8/29/2008:
When we think of international commerce; we often think of America’s great cities like New York or Chicago, not the rolling hills and rugged badlands of North Dakota. However for over thirteen hundred years, long before the great trading cities of our day, the Dakota prairies were home to some of the most extensive trading centers on the American continent.
As early as 350 A.D., there existed a highly developed network of trade throughout North America. Centrally positioned on the American continent, the Mandan, Hidatsa and Arikara villages located along the Missouri River served as two of the network’s main trading centers. At these trading sites the Cree, Assiniboine, Cheyenne, Comanche, Teton and Crow nations traded goods from around the continent. Long before the introduction of European commercial trading centers, or modern transportation methods, American Indians of the upper plains traded for items originating from thousands of miles away; sea-shells from the Pacific Ocean, obsidian from Wyoming and Conch shells from the Gulf Coast.
The intertribal trade was conducted at various times throughout the year. Both the Mandan and the Arikara conducted trade throughout the summer and into the fall. However, as some tribes traveled great distances to trade in the Dakotas, many carefully planned their arrival at the Mandan and Arikara villages.

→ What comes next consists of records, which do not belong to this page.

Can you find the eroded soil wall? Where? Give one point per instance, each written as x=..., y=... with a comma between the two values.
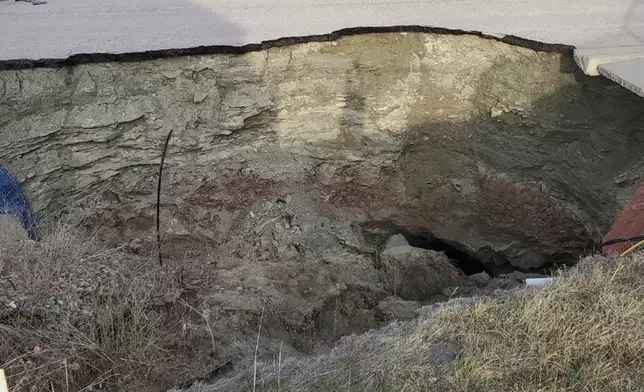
x=510, y=152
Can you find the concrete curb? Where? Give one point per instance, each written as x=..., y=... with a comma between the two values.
x=629, y=74
x=590, y=59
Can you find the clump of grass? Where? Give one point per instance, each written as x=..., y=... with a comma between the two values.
x=581, y=333
x=79, y=316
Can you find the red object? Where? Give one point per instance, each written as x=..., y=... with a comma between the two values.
x=629, y=223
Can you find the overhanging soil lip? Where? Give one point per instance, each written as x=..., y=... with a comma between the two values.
x=84, y=58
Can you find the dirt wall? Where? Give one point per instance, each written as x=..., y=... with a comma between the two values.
x=510, y=152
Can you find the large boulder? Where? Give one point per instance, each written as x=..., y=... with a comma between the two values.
x=417, y=274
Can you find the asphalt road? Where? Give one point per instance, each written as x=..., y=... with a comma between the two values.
x=65, y=27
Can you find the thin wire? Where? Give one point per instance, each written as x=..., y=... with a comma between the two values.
x=632, y=248
x=165, y=150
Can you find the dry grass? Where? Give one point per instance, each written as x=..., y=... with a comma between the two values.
x=582, y=333
x=75, y=316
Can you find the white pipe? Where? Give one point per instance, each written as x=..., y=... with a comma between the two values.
x=537, y=281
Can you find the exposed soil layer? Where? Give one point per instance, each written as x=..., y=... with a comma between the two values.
x=290, y=167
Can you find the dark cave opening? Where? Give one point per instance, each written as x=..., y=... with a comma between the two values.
x=464, y=260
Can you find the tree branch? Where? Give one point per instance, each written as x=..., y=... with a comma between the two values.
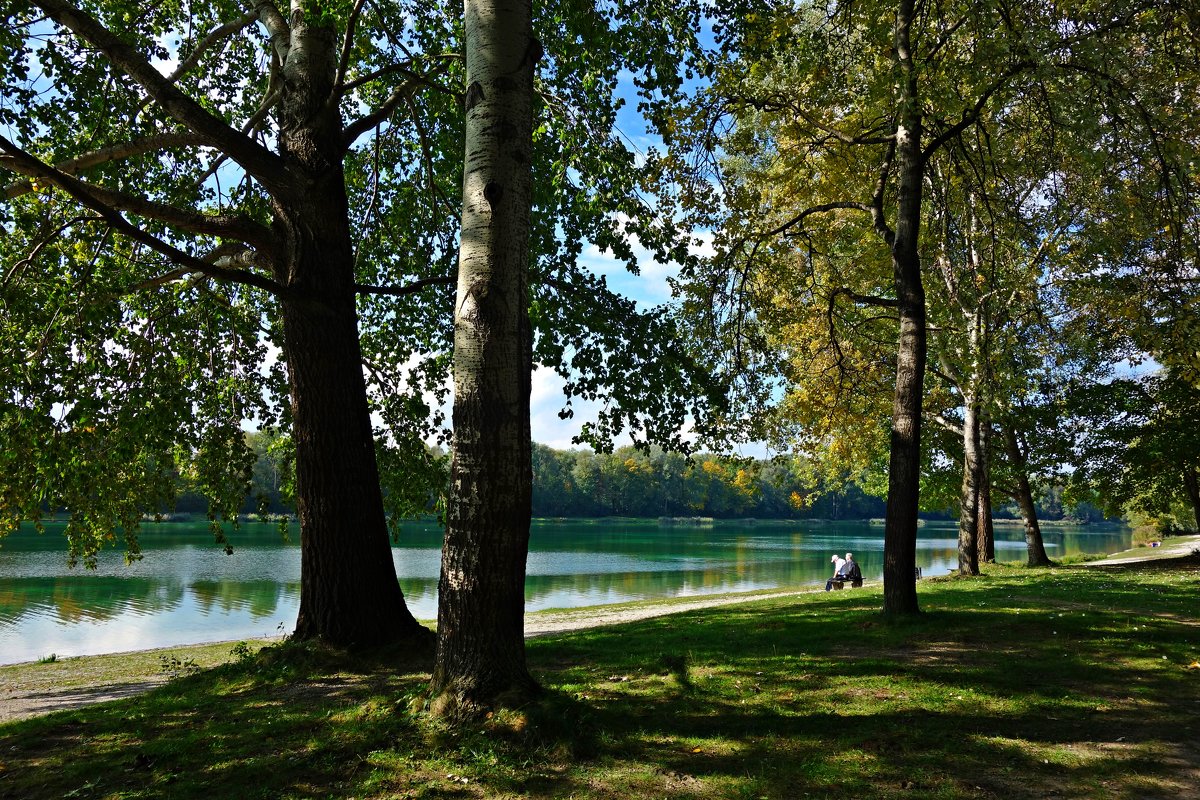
x=107, y=155
x=277, y=28
x=406, y=90
x=85, y=194
x=876, y=208
x=862, y=300
x=227, y=226
x=411, y=288
x=253, y=157
x=345, y=60
x=949, y=425
x=216, y=35
x=816, y=209
x=970, y=115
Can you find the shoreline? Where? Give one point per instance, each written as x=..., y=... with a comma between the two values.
x=34, y=689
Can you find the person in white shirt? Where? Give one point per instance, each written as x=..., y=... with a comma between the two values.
x=838, y=563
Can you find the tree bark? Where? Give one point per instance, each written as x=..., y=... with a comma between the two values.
x=349, y=594
x=969, y=494
x=1035, y=547
x=904, y=470
x=480, y=657
x=985, y=531
x=1193, y=486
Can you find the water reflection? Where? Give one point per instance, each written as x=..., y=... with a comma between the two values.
x=189, y=590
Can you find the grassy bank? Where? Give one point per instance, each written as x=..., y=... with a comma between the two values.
x=1072, y=683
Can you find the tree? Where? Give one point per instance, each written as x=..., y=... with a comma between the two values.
x=227, y=208
x=1137, y=445
x=480, y=656
x=813, y=133
x=151, y=246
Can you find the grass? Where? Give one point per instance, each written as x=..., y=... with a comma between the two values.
x=1068, y=683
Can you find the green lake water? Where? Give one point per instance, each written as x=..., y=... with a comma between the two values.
x=187, y=590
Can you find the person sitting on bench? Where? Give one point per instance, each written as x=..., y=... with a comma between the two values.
x=852, y=571
x=838, y=567
x=846, y=570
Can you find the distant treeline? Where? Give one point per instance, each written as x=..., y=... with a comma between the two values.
x=631, y=482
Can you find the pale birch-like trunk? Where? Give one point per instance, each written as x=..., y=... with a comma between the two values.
x=1192, y=483
x=985, y=531
x=349, y=594
x=969, y=494
x=1035, y=546
x=480, y=656
x=904, y=468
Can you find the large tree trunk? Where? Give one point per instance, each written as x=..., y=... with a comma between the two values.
x=348, y=589
x=1193, y=486
x=480, y=660
x=1035, y=547
x=969, y=495
x=904, y=470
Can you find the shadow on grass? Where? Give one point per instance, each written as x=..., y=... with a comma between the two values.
x=1069, y=684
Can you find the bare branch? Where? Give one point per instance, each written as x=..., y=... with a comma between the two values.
x=228, y=226
x=814, y=210
x=949, y=425
x=347, y=43
x=862, y=300
x=87, y=196
x=37, y=247
x=107, y=155
x=216, y=35
x=276, y=28
x=876, y=208
x=405, y=91
x=411, y=288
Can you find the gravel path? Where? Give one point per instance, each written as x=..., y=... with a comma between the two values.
x=31, y=690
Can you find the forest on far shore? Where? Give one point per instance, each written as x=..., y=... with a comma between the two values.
x=652, y=483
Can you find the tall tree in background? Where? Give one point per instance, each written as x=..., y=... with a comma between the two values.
x=481, y=590
x=821, y=119
x=148, y=252
x=220, y=215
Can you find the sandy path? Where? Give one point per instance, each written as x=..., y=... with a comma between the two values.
x=42, y=693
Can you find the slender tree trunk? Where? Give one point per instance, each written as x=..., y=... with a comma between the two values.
x=348, y=589
x=904, y=470
x=480, y=660
x=985, y=531
x=1193, y=486
x=969, y=495
x=1035, y=546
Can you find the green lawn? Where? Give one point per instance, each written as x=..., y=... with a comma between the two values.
x=1069, y=683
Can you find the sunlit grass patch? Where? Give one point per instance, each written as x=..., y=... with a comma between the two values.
x=1072, y=683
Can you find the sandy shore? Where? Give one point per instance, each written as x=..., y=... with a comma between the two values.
x=31, y=690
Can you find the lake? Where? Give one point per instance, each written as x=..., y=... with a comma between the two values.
x=187, y=590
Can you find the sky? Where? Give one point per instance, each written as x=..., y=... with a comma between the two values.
x=648, y=289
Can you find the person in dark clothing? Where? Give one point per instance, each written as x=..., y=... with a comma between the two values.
x=847, y=570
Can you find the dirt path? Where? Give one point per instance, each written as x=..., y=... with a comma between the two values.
x=31, y=690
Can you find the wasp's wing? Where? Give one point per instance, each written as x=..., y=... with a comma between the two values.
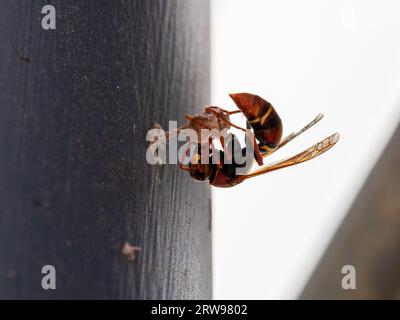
x=312, y=152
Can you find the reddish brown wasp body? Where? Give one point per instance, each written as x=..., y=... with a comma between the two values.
x=266, y=124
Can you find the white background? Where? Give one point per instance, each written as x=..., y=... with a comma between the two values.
x=341, y=58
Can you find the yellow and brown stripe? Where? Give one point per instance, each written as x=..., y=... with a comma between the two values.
x=262, y=117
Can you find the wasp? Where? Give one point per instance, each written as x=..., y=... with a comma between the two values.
x=267, y=128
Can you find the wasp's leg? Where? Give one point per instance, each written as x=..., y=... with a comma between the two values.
x=312, y=152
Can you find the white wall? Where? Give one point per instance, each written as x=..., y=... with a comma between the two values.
x=341, y=58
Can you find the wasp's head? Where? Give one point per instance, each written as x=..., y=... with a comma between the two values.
x=199, y=171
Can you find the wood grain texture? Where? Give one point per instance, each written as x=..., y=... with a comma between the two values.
x=368, y=239
x=75, y=107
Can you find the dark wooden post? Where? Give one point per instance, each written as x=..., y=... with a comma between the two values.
x=368, y=239
x=75, y=106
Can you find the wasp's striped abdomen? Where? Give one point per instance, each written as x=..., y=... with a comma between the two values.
x=263, y=118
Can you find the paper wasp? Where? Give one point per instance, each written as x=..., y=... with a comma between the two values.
x=266, y=125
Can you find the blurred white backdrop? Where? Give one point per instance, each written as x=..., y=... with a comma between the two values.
x=341, y=58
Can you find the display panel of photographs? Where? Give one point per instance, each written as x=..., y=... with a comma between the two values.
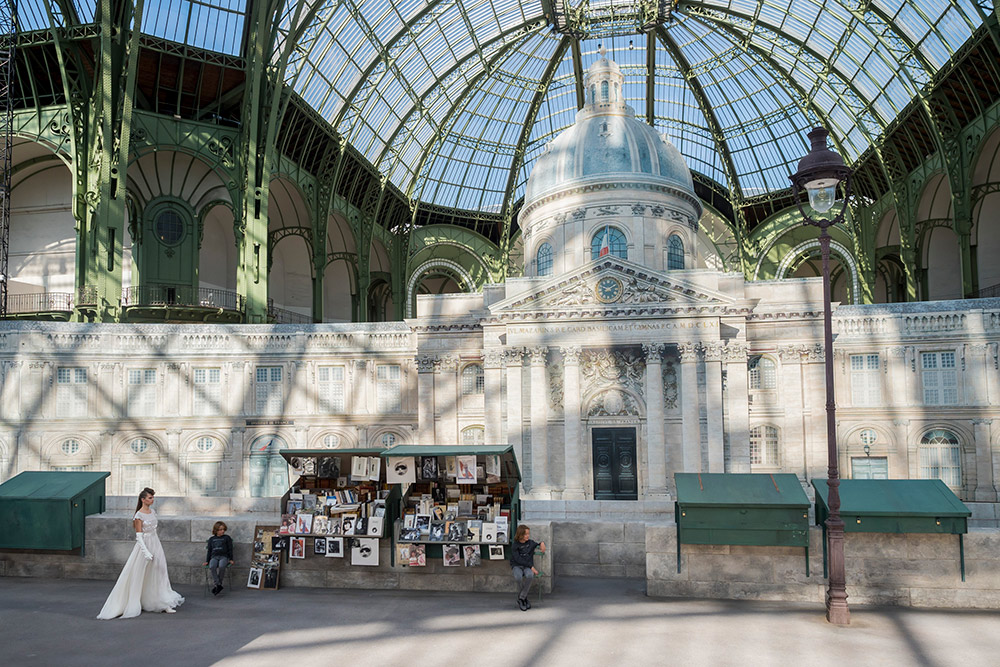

Washington Matthews, an Army medical officer stationed at Fort Berthold in the 1860’s observed that when the Dakota tribes saw the dotted blazing star blooming on the prairie in the late summer, on a day much like today, “they knew that the corn was ripe, and went to the villages of the farming Indians to trade.”
As with any system of international commerce, when the Indian traders arrived at the commerce centers they needed a measure of exchange, something by which everything traded could be compared. In the intertribal exchange of the nineteenth century, one standard of value was the buffalo-horse, a horse fast enough to run down an adult buffalo. For a single buffalo-horse, one could receive 12 spruce-poles to build a good skin-lodge, a few eagle tail feathers for a headdress, guns, a variety of European commodities, or even seashells from the coast.
By the 1860’s this intertribal trade network was but a shadow of its former glory, and eventually disappeared completely. However, the resourcefulness and ingenuity of America’s earliest commodity traders remain an important part of North Dakota’s vibrant past.